As I continue to procrastinate on updating...I thought I would share this oh so yummy enchilada recipe I tried tonight. It was super easy and super tasty. Very family friendly (i.e. mild)...everyone cleaned their plates! This hardly ever happens. It would be easy to spice up if you prefer a little more kick. Without further ado, here it is:
White Chicken Enchiladas with Green Chili Sour Cream Sauce
10 Soft Taco Shells
2 Cups Cooked, Shredded Chicken
2 Cups Shredded Monterey Jack Cheese
3 Tbsp Butter
3 Tbsp Flour
2 Cups Chicken Broth
1 Cup Sour Cream
1 (4 oz.) Can Diced Green Chillies
1. Preheat oven to 350 degrees. Grease a 9x13" pan.

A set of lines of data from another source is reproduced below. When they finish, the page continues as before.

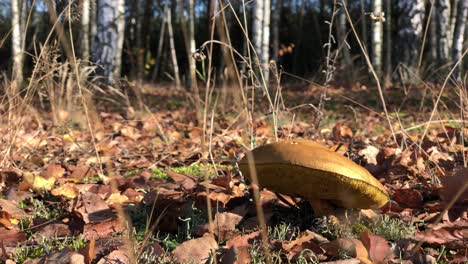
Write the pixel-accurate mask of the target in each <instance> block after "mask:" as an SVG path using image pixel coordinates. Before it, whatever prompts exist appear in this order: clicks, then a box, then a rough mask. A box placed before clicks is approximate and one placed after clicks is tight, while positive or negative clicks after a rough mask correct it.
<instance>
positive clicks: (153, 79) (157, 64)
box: [151, 3, 168, 81]
mask: <svg viewBox="0 0 468 264" xmlns="http://www.w3.org/2000/svg"><path fill="white" fill-rule="evenodd" d="M167 9H168V7H167V3H166V4H165V5H164V12H163V14H162V17H163V20H162V22H161V31H160V33H159V41H158V50H157V51H156V63H155V65H154V70H153V76H152V77H151V80H152V81H154V80H156V78H157V77H158V72H159V67H160V66H161V64H162V63H161V61H160V60H161V53H162V49H163V46H164V38H165V35H166V24H167Z"/></svg>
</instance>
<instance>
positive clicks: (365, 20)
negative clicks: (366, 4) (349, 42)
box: [360, 0, 368, 48]
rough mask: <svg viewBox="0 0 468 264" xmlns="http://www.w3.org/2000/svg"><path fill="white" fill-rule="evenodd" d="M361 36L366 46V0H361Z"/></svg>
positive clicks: (366, 22)
mask: <svg viewBox="0 0 468 264" xmlns="http://www.w3.org/2000/svg"><path fill="white" fill-rule="evenodd" d="M360 2H361V25H362V26H361V38H362V44H363V45H364V47H366V48H367V16H366V13H368V12H366V0H361V1H360Z"/></svg>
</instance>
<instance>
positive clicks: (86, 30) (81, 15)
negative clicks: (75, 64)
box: [80, 0, 91, 61]
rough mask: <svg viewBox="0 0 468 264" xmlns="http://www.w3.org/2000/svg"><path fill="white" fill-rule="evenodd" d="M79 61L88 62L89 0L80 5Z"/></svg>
mask: <svg viewBox="0 0 468 264" xmlns="http://www.w3.org/2000/svg"><path fill="white" fill-rule="evenodd" d="M81 4H82V6H81V8H82V13H81V44H80V49H81V59H82V60H84V61H88V60H89V47H90V46H89V19H90V11H91V10H90V8H91V6H90V0H83V2H82V3H81Z"/></svg>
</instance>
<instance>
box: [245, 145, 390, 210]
mask: <svg viewBox="0 0 468 264" xmlns="http://www.w3.org/2000/svg"><path fill="white" fill-rule="evenodd" d="M249 156H250V157H252V159H253V160H252V161H250V162H254V165H255V170H256V173H257V176H258V183H259V185H260V186H261V187H265V188H268V189H270V190H273V191H275V192H279V193H283V194H288V195H298V196H301V197H303V198H305V199H306V200H308V201H309V202H311V205H312V207H313V209H314V211H315V213H316V214H322V213H324V208H326V206H324V203H322V201H328V202H330V203H331V204H334V205H336V206H339V207H344V208H360V209H368V208H372V209H376V208H380V207H382V206H383V205H385V204H386V203H387V202H388V200H389V197H388V193H387V191H386V190H385V188H384V187H383V185H382V184H381V183H380V182H379V181H378V180H377V179H375V178H374V177H373V176H372V175H371V174H370V173H369V172H368V171H367V170H366V169H365V168H363V167H361V166H359V165H358V164H356V163H354V162H353V161H351V160H349V159H347V158H346V157H343V156H342V155H340V154H338V153H336V152H333V151H331V150H329V149H328V148H326V147H325V146H323V145H321V144H318V143H315V142H314V141H310V140H306V139H293V140H284V141H280V142H276V143H272V144H267V145H263V146H261V147H258V148H255V149H254V150H252V151H251V153H250V154H249V155H245V156H244V158H242V159H241V160H240V161H239V168H240V170H241V172H242V174H243V175H244V176H245V177H247V178H248V179H250V180H251V172H250V170H249V159H248V157H249Z"/></svg>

2. Mix chicken and 1 cup cheese. Roll up in tortillas and place in pan.
3. In a sauce pan, melt butter, stir in flour and cook 1 minute. Add broth and whisk until smooth. Heat over medium heat until thick and bubbly.
4. Stir in sour cream and chillies. Do not bring to a boil, you don't want curdled sour cream.
5. Pour over enchiladas and top with remaining cheese.
6. Bake 22 minutes and then under high broil for 3 minutes to brown the cheese.
*I cooked chicken thighs in our crockpot for a couple hours in chicken broth with garlic, tomatoes and carrots to give it flavor. I put the tomatoes and carrot in with the shredded chicken. It just calls for shredded chicken so you can cook it however you want. :) I also added some cottage cheese to the chicken/cheese mixture that was super yummy. I can never follow a recipe.